使用Zabbix监控ZooKeeper服务的健康状态
一 应用场景描述
在目前公司的业务中,没有太多使用ZooKeeper作为协同服务的场景。但是我们将使用Codis作为Redis的集群部署方案,Codis依赖ZooKeeper来存储配置信息。所以做好ZooKeeper的监控也很重要。
二 ZooKeeper监控要点
系统监控
内存使用量 ZooKeeper应当完全运行在内存中,不能使用到SWAP。

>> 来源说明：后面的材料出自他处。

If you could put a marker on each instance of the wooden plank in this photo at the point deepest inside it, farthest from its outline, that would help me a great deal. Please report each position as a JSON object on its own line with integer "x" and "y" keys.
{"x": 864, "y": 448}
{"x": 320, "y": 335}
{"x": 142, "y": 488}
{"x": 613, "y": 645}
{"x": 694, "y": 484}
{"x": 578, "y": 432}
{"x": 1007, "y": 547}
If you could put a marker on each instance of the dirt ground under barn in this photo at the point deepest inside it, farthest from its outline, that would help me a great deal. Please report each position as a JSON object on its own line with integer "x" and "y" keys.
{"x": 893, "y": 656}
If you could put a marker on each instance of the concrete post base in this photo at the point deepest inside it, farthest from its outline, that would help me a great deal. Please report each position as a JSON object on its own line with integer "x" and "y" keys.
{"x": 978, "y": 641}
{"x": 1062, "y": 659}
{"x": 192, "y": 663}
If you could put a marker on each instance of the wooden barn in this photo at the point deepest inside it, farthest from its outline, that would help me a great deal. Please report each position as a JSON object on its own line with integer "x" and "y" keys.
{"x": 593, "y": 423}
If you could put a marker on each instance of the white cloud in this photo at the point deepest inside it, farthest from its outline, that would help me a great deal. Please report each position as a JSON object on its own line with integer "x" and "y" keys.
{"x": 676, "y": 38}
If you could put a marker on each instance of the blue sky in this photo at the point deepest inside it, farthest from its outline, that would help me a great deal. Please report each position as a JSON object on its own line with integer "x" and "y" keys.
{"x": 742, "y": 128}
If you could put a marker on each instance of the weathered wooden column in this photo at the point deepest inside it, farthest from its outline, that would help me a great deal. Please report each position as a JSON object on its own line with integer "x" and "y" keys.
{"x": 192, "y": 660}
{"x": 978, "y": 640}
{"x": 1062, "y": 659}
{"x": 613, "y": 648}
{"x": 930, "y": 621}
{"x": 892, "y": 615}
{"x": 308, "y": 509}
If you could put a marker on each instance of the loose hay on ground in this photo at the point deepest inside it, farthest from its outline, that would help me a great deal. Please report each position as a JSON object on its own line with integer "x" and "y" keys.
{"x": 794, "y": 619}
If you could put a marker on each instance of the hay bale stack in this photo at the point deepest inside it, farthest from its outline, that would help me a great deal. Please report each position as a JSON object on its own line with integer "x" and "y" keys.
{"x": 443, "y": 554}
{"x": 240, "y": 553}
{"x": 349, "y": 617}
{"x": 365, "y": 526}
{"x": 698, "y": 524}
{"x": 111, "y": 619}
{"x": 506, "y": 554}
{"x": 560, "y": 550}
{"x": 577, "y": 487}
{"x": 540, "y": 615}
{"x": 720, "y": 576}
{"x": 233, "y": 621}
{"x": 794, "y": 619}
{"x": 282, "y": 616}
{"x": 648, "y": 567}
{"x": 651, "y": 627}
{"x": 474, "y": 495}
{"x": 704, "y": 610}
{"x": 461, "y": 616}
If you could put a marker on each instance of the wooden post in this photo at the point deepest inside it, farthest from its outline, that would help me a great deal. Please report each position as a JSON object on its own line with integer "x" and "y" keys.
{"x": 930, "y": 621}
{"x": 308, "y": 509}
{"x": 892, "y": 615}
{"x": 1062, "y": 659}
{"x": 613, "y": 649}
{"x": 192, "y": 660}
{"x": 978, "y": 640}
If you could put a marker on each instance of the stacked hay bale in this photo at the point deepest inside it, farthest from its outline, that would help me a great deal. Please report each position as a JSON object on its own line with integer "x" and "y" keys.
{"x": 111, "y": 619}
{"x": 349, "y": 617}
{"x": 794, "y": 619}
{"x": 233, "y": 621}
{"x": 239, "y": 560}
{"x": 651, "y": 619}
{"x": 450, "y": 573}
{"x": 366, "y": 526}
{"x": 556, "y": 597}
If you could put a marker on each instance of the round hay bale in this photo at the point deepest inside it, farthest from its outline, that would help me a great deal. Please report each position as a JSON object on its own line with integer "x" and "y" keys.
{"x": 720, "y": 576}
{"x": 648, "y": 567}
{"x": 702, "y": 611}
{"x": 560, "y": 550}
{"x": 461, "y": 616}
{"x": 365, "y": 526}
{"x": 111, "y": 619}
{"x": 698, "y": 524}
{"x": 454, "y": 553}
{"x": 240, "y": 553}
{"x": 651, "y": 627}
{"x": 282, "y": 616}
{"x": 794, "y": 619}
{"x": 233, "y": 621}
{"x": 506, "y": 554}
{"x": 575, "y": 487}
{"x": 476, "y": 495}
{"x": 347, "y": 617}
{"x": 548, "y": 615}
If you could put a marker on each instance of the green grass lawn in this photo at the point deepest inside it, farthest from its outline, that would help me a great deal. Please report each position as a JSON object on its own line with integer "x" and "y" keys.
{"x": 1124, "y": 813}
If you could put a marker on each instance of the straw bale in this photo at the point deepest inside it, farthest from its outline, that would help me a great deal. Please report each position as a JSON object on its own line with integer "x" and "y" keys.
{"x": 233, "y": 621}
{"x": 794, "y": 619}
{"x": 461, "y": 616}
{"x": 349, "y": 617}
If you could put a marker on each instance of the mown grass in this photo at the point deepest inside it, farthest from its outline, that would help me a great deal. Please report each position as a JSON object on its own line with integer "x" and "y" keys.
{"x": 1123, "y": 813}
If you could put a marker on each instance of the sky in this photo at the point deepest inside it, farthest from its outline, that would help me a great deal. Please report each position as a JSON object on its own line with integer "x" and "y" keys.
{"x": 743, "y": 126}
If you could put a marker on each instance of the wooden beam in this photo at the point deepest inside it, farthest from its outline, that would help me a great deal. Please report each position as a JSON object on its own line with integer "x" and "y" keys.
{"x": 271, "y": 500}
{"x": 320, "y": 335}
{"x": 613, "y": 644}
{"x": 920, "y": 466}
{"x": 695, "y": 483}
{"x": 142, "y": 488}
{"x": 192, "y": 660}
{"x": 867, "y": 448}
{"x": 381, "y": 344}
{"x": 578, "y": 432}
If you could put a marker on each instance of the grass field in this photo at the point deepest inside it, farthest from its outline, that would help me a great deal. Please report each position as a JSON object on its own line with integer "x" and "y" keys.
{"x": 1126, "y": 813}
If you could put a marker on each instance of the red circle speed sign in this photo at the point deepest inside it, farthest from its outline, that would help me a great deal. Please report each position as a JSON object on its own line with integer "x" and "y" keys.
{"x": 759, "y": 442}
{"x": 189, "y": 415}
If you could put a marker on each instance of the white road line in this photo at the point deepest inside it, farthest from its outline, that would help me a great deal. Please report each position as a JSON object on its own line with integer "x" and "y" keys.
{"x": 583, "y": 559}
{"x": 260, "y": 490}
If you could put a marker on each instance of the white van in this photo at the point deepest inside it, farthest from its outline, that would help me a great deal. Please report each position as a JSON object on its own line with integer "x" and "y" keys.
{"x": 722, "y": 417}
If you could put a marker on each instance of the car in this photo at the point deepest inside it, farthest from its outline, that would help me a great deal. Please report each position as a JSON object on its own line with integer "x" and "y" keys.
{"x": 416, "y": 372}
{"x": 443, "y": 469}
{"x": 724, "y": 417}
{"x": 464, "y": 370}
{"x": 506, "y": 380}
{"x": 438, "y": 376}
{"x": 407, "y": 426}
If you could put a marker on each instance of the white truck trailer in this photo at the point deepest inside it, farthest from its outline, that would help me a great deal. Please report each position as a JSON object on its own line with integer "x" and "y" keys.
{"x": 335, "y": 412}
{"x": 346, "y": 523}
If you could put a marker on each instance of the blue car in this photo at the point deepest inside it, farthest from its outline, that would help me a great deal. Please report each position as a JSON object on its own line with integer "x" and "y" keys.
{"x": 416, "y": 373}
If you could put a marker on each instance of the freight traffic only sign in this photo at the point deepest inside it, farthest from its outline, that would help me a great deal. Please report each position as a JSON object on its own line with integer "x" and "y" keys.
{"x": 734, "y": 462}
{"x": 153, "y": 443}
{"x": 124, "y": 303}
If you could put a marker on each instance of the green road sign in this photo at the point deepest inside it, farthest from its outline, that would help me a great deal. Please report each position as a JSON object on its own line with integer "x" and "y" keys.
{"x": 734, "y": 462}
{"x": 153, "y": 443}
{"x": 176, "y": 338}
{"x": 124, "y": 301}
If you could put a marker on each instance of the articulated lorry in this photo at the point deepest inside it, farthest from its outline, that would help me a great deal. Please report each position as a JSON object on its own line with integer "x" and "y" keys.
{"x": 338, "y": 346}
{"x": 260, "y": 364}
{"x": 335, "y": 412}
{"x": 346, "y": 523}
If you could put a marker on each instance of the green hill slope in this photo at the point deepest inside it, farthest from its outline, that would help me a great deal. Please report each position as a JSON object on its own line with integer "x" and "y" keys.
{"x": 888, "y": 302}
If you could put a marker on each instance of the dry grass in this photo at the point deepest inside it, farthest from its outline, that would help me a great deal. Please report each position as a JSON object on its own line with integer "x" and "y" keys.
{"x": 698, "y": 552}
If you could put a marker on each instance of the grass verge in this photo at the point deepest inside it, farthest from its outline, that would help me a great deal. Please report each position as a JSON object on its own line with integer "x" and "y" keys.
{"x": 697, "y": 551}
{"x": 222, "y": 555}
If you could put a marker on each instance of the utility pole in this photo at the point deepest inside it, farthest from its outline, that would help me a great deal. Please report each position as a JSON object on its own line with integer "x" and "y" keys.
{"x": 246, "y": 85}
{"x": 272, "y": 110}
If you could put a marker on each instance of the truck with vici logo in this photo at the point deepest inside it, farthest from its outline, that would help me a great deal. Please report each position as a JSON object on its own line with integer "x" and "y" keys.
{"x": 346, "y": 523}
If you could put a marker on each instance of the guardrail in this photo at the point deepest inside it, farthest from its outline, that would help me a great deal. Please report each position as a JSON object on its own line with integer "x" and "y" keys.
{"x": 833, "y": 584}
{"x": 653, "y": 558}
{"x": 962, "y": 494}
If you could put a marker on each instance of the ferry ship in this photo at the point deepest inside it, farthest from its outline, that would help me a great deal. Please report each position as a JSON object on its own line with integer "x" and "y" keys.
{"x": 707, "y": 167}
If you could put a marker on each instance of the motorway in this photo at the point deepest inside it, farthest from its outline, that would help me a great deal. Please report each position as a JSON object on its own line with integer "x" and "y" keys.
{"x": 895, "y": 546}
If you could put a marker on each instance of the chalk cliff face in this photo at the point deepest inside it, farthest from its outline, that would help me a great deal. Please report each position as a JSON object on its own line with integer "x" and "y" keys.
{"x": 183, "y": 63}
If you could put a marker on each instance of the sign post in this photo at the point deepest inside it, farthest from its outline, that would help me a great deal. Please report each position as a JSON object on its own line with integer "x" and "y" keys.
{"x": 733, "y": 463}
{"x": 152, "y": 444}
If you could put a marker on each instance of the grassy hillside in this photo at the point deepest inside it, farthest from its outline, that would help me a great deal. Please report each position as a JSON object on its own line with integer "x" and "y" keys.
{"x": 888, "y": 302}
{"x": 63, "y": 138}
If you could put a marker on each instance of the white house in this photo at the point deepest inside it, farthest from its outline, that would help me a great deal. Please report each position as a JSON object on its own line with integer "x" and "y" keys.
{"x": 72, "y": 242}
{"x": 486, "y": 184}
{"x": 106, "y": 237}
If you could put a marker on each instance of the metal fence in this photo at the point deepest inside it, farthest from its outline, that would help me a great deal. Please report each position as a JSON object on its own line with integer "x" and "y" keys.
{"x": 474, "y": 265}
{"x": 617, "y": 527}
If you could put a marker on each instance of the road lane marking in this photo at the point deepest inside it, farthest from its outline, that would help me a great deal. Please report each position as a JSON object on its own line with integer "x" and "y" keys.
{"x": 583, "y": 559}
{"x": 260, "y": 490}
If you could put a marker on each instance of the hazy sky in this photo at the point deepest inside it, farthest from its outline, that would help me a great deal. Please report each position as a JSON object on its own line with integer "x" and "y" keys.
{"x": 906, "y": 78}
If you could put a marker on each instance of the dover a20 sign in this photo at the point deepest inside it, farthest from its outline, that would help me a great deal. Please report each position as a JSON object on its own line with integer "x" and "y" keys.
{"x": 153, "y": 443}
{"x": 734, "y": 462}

Java Heap大小不能超过可用内存。
Swap使用量 使用Swap会降低ZooKeeper的性能,设置vm.swappiness = 0
网络带宽占用 如果发现ZooKeeper性能降低关注下网络带宽占用情况和丢包情况,通常情况下ZooKeeper是20%写入80%读入
磁盘使用量 ZooKeeper数据目录使用情况需要注意
磁盘I/O ZooKeeper的磁盘写入是异步的,所以不会存在很大的I/O请求,如果ZooKeeper和其他I/O密集型服务公用应该关注下磁盘I/O情况
ZooKeeper监控
zk_avg/min/max_latency 响应一个客户端请求的时间,建议这个时间大于10个Tick就报警
zk_outstanding_requests 排队请求的数量,当ZooKeeper超过了它的处理能力时,这个值会增大,建议设置报警阀值为10
zk_packets_received 接收到客户端请求的包数量
zk_packets_sent 发送给客户单的包数量,主要是响应和通知
zk_max_file_descriptor_count 最大允许打开的文件数,由ulimit控制
zk_open_file_descriptor_count 打开文件数量,当这个值大于允许值得85%时报警
Mode 运行的角色,如果没有加入集群就是standalone,加入集群式follower或者leader
zk_followers leader角色才会有这个输出,集合中follower的个数。正常的值应该是集合成员的数量减1
zk_pending_syncs leader角色才会有这个输出,pending syncs的数量
zk_znode_count znodes的数量
zk_watch_count watches的数量
Java Heap Size ZooKeeper Java进程的
三 编写Zabbix监控ZooKeeper的脚本和配置文件
要让Zabbix收集到这些监控数据,有两种方法一种是每个监控项目通过zabbix agent单独获取,主动监控和被动监控都可以。还有一种方法就是将这些监控数据一次性使用zabbix_sender全部发送给zabbix。这里我们选择第二种方式。那么采用zabbix_sender一次性发送全部监控数据的脚本就不能像通过zabbix agent这样逐个获取监控项目来编写脚本。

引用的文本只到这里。